The sun’s been out for a while now, bringing everything and everyone to life, like a shower of energy. It makes me leap out of bed in the mornings, warms my skin, and soothes my soul. It fills me with hope! Yet, I’m in an odd place emotionally right now – probably because I’m a bit unwell.
I’m surrounded by people who care about me deeply, but still, I feel quite lonely. I find myself struggling to integrate the implications of this high-maintenance disease into the rest of my life. life has become very fragmented, even though my failing health is no secret – what I show outwardly and what I’m stuck with when I’m alone are two completely different realities. Who do I call when I’m on the sofa, and even just having a snack seems like too much work for my breathing? When I think about the things I want in life and fear my wishes aren’t realistic? When I feel the progression of cystic fibrosis or ponder mortality?

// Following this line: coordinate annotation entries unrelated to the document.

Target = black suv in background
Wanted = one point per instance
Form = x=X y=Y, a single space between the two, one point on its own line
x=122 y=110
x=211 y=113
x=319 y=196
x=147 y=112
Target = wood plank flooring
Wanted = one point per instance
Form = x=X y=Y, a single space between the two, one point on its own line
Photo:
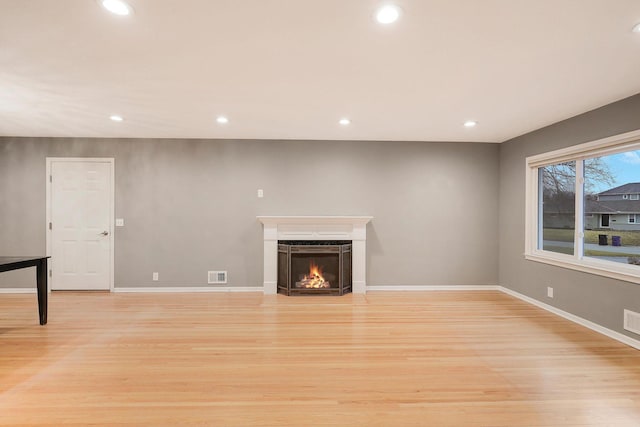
x=244 y=359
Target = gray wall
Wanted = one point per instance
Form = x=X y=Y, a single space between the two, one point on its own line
x=595 y=298
x=190 y=205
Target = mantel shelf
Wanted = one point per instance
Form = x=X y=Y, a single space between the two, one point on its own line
x=352 y=228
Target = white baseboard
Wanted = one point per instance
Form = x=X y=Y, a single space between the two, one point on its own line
x=374 y=288
x=576 y=319
x=175 y=289
x=18 y=290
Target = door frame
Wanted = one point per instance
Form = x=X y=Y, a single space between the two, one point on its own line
x=111 y=162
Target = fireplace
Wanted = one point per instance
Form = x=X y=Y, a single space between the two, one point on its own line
x=314 y=228
x=321 y=267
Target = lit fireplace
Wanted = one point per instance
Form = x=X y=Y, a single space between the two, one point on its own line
x=314 y=279
x=314 y=267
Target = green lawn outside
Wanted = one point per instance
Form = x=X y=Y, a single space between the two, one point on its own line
x=628 y=238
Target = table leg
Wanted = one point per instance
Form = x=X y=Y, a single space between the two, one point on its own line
x=43 y=291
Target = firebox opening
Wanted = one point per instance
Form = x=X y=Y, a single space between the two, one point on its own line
x=314 y=267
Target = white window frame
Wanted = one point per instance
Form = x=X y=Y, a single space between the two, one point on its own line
x=612 y=145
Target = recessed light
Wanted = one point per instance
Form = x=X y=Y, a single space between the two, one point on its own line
x=388 y=14
x=117 y=7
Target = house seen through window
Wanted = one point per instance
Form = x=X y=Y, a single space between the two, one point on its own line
x=584 y=208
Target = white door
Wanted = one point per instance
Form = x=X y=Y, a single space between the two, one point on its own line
x=81 y=210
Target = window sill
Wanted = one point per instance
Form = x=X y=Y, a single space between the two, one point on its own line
x=623 y=272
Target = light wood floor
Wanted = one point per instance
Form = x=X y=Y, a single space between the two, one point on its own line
x=240 y=359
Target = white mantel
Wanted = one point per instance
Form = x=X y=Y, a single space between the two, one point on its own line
x=352 y=228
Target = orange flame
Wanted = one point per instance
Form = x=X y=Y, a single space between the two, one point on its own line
x=314 y=279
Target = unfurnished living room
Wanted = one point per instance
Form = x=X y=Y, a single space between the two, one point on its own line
x=314 y=213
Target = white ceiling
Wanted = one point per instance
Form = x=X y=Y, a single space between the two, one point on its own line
x=290 y=69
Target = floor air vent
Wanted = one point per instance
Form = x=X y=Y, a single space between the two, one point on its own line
x=217 y=277
x=632 y=321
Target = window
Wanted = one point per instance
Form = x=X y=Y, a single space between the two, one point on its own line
x=579 y=201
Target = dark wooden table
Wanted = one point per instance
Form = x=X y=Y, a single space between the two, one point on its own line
x=8 y=263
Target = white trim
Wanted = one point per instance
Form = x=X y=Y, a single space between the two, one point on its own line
x=18 y=291
x=352 y=228
x=601 y=147
x=624 y=272
x=576 y=319
x=411 y=288
x=533 y=212
x=176 y=289
x=111 y=162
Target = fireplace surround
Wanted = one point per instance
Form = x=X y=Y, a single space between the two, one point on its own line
x=352 y=228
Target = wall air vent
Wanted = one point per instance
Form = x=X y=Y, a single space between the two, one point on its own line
x=217 y=277
x=632 y=321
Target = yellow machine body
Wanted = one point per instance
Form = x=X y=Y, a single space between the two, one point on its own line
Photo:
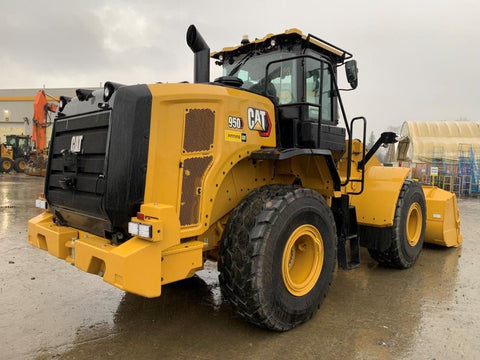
x=200 y=166
x=198 y=172
x=443 y=217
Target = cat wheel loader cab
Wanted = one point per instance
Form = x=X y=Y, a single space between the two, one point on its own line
x=253 y=170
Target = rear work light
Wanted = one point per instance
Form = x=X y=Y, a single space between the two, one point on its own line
x=41 y=203
x=142 y=230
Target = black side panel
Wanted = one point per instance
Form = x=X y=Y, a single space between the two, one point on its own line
x=127 y=163
x=75 y=180
x=99 y=184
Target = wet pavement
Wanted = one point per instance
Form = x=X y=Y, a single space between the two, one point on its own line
x=51 y=310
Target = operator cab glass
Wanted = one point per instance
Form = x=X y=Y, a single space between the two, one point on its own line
x=298 y=74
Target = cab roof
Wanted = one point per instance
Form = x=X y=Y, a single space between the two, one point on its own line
x=290 y=37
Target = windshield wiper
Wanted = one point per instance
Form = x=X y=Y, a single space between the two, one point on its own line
x=240 y=64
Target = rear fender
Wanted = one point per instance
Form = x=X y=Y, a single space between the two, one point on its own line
x=375 y=206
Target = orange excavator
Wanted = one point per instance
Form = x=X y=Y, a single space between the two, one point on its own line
x=41 y=107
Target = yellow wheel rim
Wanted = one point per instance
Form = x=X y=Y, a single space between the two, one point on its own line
x=414 y=224
x=302 y=260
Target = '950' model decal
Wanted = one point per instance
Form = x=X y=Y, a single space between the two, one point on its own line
x=259 y=120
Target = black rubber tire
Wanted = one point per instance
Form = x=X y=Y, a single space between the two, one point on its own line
x=20 y=165
x=6 y=165
x=400 y=254
x=251 y=255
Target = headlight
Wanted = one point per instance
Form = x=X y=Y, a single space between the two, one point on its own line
x=109 y=89
x=142 y=230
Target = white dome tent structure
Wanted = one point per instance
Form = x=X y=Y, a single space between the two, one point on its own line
x=444 y=153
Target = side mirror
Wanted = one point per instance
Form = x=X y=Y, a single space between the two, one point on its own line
x=352 y=73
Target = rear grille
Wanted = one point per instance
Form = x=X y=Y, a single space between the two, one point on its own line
x=76 y=181
x=99 y=186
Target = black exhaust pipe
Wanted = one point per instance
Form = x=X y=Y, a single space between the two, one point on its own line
x=201 y=72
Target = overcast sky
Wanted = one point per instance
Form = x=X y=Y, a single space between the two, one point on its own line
x=418 y=60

I have a profound awareness of how quickly life can change and how fragile and brief it is. I want to make the most of it, make a difference, and effect change in the world. I want to experience life and give back all I can, feel amazement and create moments of wonder – more moments. I want to sing, dance, love, and laugh – every day. I want to feel empowered and never lose sight of what’s important in life. I want to understand how I can truly fit in as my lungs fill with anti-life while the rest of the world gallops down the road at a pace I can’t possibly keep up with.
I want to live boldly.
There are days we live
– From Blossoms by Li-Young Lee
as if death were nowhere
in the background; from joy
to joy to joy, from wing to wing,
from blossom to blossom to
impossible blossom, to sweet impossible blossom.